Publié le 28 septembre 2025 à 18h20. Une large palette de spécialités médicales et paramédicales est recensée, reflétant la diversité des profils d’utilisateurs d’une plateforme en ligne, où la majorité se déclare non-professionnelle de la santé.
- La liste exhaustive comprend des disciplines allant de l’allergologie à l’urologie, en passant par la psychiatrie et la radiologie.

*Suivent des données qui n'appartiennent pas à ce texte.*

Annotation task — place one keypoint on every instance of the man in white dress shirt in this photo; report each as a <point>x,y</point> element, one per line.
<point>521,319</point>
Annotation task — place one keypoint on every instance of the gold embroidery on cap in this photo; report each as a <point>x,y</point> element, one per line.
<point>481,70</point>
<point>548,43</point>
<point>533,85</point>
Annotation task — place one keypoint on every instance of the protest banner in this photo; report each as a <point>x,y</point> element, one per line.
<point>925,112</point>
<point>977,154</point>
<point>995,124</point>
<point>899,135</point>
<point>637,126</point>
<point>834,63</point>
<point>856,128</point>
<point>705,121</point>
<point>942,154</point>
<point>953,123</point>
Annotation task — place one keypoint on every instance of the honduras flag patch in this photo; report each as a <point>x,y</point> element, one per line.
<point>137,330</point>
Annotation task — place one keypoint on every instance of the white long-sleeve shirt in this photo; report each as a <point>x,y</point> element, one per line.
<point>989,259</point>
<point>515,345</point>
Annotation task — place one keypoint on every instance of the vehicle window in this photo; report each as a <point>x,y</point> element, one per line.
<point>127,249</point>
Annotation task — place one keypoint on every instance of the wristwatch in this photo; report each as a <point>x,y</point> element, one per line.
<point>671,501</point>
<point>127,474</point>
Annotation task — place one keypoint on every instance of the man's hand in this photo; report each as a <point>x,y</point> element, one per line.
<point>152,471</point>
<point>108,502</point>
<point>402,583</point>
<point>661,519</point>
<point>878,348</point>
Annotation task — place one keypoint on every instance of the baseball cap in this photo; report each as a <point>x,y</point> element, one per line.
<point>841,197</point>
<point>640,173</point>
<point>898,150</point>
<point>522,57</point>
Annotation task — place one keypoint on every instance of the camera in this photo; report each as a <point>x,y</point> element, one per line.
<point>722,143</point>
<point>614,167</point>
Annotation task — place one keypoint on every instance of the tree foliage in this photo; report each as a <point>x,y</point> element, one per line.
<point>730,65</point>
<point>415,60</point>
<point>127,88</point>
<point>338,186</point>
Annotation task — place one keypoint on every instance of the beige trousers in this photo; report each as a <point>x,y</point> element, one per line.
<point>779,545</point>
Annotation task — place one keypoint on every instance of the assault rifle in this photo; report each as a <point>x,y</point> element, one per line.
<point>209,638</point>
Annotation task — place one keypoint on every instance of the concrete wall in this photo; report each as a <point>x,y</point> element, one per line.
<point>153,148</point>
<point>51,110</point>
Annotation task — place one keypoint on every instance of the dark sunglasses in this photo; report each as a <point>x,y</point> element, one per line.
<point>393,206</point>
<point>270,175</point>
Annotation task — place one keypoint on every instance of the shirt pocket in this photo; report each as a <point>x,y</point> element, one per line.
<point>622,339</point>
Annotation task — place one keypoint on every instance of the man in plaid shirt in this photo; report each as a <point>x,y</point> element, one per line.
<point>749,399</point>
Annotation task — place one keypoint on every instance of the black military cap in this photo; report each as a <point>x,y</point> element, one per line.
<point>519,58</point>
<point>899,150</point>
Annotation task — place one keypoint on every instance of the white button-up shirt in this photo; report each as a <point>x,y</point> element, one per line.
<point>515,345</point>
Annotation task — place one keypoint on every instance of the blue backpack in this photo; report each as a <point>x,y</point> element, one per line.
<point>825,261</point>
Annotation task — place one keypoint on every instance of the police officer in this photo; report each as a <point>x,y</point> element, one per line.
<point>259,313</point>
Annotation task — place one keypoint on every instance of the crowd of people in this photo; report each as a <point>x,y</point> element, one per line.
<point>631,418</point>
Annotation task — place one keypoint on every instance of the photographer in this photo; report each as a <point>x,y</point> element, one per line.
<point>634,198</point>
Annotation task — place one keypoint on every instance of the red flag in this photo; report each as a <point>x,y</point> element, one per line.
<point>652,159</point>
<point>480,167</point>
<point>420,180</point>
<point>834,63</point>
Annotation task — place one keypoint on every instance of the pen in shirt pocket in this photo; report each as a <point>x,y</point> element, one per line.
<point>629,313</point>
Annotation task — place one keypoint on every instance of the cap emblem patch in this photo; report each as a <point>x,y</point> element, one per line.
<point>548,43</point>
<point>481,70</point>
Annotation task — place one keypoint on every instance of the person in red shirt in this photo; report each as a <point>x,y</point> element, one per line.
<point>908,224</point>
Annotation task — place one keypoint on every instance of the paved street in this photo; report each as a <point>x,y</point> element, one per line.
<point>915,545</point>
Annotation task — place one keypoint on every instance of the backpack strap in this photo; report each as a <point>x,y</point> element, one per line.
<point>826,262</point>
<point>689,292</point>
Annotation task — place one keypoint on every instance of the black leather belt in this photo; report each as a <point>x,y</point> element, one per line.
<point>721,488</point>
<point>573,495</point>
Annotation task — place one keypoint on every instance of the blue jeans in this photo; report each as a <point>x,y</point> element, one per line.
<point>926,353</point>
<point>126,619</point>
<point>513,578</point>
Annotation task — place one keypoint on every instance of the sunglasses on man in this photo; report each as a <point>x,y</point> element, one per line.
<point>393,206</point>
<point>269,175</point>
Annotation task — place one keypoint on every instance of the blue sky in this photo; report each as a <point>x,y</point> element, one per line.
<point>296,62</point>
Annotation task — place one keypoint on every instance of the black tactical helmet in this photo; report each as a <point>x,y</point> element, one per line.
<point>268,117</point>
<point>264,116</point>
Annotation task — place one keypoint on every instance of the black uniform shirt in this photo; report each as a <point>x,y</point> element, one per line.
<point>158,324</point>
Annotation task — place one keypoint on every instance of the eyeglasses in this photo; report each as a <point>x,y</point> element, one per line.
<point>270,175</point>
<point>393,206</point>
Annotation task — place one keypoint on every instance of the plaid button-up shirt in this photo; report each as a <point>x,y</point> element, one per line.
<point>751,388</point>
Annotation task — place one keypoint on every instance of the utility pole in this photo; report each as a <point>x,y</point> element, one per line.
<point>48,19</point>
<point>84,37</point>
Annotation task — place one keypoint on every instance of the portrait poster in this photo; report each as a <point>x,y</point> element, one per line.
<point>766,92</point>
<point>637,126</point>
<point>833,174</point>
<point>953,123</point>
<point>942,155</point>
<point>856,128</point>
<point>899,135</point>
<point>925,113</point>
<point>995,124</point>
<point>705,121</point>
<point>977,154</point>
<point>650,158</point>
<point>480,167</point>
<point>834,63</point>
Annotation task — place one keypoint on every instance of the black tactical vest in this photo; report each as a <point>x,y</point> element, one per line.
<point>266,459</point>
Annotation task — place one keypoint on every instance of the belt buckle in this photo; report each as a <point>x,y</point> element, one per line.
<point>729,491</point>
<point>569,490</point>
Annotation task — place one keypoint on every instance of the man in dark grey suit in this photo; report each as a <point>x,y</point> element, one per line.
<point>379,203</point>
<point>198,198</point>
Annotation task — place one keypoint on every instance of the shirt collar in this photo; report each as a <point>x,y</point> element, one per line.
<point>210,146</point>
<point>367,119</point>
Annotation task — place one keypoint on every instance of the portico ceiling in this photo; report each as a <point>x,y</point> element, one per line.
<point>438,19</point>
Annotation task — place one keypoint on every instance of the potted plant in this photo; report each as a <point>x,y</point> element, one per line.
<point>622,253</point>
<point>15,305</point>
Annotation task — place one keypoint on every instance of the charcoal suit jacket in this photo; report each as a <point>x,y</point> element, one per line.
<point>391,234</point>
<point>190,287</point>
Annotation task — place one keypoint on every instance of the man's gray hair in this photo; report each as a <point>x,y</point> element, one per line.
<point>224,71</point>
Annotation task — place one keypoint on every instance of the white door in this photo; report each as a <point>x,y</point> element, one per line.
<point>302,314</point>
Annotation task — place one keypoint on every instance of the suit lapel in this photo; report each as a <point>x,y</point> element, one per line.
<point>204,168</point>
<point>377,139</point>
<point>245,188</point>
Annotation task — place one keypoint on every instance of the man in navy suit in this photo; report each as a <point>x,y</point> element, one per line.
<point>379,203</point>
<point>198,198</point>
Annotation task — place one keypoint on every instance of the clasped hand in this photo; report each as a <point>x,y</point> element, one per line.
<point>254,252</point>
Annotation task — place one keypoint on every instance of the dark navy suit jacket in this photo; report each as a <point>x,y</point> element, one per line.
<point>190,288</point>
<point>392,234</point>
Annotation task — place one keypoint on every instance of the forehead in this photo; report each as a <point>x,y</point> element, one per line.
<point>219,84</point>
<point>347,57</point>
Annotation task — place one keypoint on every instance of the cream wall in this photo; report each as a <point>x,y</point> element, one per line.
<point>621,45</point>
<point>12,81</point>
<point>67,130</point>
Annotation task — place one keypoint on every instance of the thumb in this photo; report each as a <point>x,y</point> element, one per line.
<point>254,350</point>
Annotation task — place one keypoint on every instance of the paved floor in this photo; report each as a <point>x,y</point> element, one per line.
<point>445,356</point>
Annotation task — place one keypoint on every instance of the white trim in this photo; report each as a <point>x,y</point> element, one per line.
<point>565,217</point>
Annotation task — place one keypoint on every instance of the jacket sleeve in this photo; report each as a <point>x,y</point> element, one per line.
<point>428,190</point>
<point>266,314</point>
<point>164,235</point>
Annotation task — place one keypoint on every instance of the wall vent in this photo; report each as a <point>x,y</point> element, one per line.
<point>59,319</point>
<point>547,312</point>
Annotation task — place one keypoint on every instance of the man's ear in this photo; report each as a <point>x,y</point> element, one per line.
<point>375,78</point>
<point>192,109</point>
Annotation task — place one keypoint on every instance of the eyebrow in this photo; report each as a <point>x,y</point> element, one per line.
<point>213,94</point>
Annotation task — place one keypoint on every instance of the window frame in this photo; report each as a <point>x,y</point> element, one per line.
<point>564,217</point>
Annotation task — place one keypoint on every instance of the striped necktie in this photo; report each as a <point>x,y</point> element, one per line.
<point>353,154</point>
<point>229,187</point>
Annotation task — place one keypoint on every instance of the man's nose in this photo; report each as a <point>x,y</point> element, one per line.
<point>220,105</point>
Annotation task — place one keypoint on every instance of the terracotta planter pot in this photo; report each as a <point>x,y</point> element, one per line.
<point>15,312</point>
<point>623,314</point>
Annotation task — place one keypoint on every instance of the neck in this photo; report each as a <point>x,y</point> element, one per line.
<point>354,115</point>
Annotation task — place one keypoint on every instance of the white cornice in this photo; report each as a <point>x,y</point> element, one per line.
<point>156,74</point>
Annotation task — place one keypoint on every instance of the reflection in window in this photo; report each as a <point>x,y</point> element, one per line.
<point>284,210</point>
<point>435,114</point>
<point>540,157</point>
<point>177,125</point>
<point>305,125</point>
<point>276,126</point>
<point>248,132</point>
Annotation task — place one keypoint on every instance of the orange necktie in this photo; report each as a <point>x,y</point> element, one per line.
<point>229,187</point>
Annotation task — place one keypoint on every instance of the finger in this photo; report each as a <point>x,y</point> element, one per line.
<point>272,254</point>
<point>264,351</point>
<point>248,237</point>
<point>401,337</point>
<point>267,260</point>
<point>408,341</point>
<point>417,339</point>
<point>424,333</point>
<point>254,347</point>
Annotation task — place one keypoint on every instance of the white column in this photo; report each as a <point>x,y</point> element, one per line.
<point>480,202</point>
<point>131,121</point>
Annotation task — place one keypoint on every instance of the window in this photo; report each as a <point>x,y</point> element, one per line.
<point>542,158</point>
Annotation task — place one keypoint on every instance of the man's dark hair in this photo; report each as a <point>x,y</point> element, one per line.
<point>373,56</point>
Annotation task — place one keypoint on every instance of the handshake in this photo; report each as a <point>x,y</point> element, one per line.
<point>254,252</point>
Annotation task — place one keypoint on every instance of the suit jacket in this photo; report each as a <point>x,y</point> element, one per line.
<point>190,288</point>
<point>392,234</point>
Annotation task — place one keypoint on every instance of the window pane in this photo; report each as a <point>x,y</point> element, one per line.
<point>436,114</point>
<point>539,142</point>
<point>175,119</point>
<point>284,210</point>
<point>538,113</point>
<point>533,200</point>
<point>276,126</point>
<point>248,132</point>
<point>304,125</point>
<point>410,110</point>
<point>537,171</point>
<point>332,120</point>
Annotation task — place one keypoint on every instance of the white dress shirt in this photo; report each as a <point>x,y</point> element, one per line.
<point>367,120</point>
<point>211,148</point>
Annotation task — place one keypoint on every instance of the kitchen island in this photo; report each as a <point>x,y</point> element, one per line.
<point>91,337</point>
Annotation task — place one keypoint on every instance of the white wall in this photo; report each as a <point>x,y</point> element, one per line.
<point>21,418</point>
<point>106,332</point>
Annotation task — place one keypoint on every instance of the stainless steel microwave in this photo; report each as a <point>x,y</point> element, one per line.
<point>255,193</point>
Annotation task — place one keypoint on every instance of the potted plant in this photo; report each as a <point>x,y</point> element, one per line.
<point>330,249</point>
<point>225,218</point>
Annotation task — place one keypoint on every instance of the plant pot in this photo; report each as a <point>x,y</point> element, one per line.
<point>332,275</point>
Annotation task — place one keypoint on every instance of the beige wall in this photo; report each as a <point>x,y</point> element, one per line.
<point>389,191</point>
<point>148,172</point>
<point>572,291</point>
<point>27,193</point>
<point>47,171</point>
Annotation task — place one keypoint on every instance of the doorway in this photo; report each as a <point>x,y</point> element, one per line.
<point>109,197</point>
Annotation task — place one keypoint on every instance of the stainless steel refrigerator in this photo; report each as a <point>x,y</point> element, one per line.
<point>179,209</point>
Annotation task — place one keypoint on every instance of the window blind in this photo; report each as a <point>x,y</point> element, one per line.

- Une proportion significative des utilisateurs identifiés ne relève pas du secteur de la santé, indiquant une audience potentiellement large et variée.
- Des spécialités plus pointues comme la médecine médico-légale, la biostatistique ou la médecine ostéopathique figurent également dans la liste.
Cette liste de spécialités, visible sur une interface de sélection, témoigne de la volonté de catégoriser précisément les utilisateurs d’une plateforme. Elle permet une segmentation fine des profils, potentiellement pour adapter le contenu ou les services proposés. La présence d’options telles que “Étudiant en médecine” ou “Je ne suis pas un professionnel de la santé” souligne l’intention d’inclure un public large, au-delà des seuls praticiens.
Parmi les spécialités médicales les plus courantes figurent la cardiologie, la dermatologie, la médecine interne, la neurologie et l’oncologie. Des domaines plus spécifiques, comme la gestion de la douleur, les soins palliatifs ou la toxicomanie et la dépendance, sont également représentés. La diversité des options reflète la complexité du paysage de la santé et la multiplicité des compétences nécessaires pour y évoluer.
L’inclusion de catégories comme la politique de santé, l’éducation médicale et la simulation, ou encore la santé professionnelle, suggère que la plateforme s’adresse également à des acteurs impliqués dans la gestion, la formation et la prévention en matière de santé. La présence de la podologie et de la médecine orale témoigne d’une attention portée aux disciplines moins médiatisées mais néanmoins essentielles.